Шрифт:
Интервал:
Закладка:
Мало ли о чём мечтали увлечённые романтикой революции юноши! Они были чисты в своих помыслах, как друзья Пушкина, с которыми он лично согласен не был, но которых поспешил ободрить, когда те попали в беду: «Храните гордое терпенье»!
Да и разве не избавились от наивных своих иллюзий те, кто остался жив, – тот же Борис Слуцкий, тот же Александр Межиров? Нет у них разве стихов, не только отрекающихся от «земшарности», но показывающих, что такое советскость, каким порочным содержанием наполнено это понятие?
Вослед Куняеву и Латынина вырвала стихи из контекста, сжала историю, как пластилиновый шарик, так что в её статье мечта ифлийцев о «земшарной республике Советов» стала оправданием нашей интервенции в Афганистане!
Помнится ещё, что стихи ифлийцев с их «земшарными» мечтами Латынина в той статье противопоставила стихам о войне Анны Ахматовой, что меня тоже озадачило: как же можно не учитывать разности возраста и опыта? Вот это и есть, на мой взгляд, научная некорректность подхода.
Позиция надмирного судии мне представляется опасной. Под видом беспристрастного анализа утверждается право на существование чудовищных вещей. Нет, конечно, такие аналитики сами не являются сторонниками антисемитизма, сталинизма, фашизма, людоедства, но своими призывами к беспристрастности они переводят этически неприемлемые явления в разряд дискуссионных и даже экзотически интересных.
Спросят, для чего я вспоминаю о давней статье? Но это для теперешнего времени она давняя. А тогда воспоминания о ней были ещё очень свежи. К тому же выбранная Латыниной позиция надмирного судии давала знать о себе и в других её публикациях, даёт знать о себе и в теперешних её статьях и колонках.
Словом, единомышленником Аллы Латыниной я себя не чувствовал. Поэтому, когда до меня дошли слухи, что Кривицкий согласился на переход Латыниной из «Общей газеты» к нам членом редколлегии, я твёрдо решил: с ней я работать не буду!
Тот же Бонч, злорадно мне улыбаясь, распорядился вынести мебель из бывшего кабинета Золотусского, и как только туда вселилась Латынина, я пришёл к ней.

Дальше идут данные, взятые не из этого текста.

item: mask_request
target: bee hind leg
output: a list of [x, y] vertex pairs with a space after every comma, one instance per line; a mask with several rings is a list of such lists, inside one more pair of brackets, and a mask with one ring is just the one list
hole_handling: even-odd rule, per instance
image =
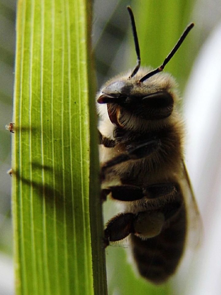
[[134, 232], [136, 215], [132, 213], [120, 213], [108, 222], [104, 230], [105, 245], [120, 241]]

– Не знаю, – сказал я ей, – расстрою я тебя или обрадую, но прошу подписать моё заявление об уходе. – И положил заявление ей на стол.
– Почему ты решил уходить? – спросила она.
Обижать мне её не хотелось, и я ответил: «Помнишь слова Гамлета: “Я ведь не флейта, на которой каждому можно играть свою мелодию”? Меня никто не известил о твоём назначении. Удальцов и Кривицкий не нашли нужным поделиться со мной такой новостью. Это оскорбление, и я не буду его сносить!»
Я собрал вещи и ушёл домой. В этот же день мне позвонила секретарь Кривицкого Людмила Михайловна.
– Евгений Алексеевич просит тебя зайти, – сказала она.
– Передай Кривицкому, что я больше в газете не работаю, – ответил я. – Так что разговаривать нам с ним не о чем.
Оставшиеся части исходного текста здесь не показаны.